While playing alongside Marc-Edouard Vlasic and tasked with trying to contain Sidney Crosby in the Stanley Cup Final, Braun has been playing this series with a heavy heart after losing his father-in-law Tom Lysiak, a former NHLers, to leukemia last week.

From the Minneapolis Star-Tribune:

Braun found out that his father-in-law died the morning of Game 1. It devastated him that he couldn’t be there for his wife, an accomplished chef whom he met on a blind date.
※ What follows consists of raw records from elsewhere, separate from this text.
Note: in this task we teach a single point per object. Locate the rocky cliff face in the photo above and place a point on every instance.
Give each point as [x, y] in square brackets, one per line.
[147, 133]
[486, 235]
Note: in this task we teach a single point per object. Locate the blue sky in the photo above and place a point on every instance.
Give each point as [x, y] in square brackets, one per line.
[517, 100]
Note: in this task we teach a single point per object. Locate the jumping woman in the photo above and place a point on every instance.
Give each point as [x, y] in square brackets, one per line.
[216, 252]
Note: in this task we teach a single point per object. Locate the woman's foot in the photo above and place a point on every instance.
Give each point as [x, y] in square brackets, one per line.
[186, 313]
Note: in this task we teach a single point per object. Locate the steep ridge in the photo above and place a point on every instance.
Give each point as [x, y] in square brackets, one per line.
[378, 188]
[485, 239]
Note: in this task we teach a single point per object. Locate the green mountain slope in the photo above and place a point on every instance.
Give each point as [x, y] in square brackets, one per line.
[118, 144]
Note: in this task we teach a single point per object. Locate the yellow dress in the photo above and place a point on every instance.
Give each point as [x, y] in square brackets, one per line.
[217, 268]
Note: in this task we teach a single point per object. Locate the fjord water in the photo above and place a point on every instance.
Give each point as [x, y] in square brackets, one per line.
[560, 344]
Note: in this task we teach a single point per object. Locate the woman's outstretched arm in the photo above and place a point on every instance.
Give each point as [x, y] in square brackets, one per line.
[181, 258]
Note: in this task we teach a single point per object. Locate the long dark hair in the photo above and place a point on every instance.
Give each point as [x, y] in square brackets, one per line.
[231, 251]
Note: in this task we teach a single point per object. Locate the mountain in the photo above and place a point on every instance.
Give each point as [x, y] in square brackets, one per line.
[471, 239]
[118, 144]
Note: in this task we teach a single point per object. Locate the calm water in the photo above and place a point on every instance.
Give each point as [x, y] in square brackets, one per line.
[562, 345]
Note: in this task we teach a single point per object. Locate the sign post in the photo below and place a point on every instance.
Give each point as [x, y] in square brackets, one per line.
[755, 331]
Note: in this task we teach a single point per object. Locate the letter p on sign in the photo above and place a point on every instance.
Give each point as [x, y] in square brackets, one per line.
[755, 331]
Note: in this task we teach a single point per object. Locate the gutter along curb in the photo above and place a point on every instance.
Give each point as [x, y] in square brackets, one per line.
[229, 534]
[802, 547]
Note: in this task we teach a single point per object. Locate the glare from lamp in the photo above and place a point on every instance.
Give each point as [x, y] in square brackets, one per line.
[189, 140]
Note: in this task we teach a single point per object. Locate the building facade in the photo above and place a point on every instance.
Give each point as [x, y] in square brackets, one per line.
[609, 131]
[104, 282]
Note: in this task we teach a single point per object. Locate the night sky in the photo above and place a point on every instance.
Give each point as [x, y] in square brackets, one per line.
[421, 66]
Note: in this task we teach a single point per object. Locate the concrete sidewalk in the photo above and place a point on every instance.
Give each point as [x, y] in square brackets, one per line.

After the Sharks lost Game 1, Braun was hard on himself and said he needed to do a better job focusing after playing a part in Pittsburgh’s first two goals.

“When you’re out there on the ice, you want to pretty much shut your brain off and just play,” Braun said. “When there are other things creeping in, that’s when you’re going to be a little slow on plays and making reads.”

In Game 3, which the Sharks won in overtime to earn their first victory of the series, Crosby was held off the score sheet, playing the majority of the game five-on-five against Braun and Vlasic.

Adding to the success of keeping Crosby mostly in check — at least on the score board — with Vlasic, Braun scored once again to earn a first in his NHL career.

The fact Braun is playing and playing well under such difficult circumstances isn’t lost on his coach.

“I thought he was excellent last night. With what he’s dealt with, I don’t know if you can understand the emotion of kind of the last week for him, last couple weeks. He’s known this day was coming,” Sharks head coach Pete DeBoer told reporters.

“For him to play through and do what he’s done for us, I can’t say enough about that. I know his teammates appreciate it. He’s one of those quiet guys that just shows up every day and punches in, does his job. Really we wouldn’t be here without him either. He’s been exceptional. I think him and Vlasic are a great combination together. I thought they were outstanding last night.”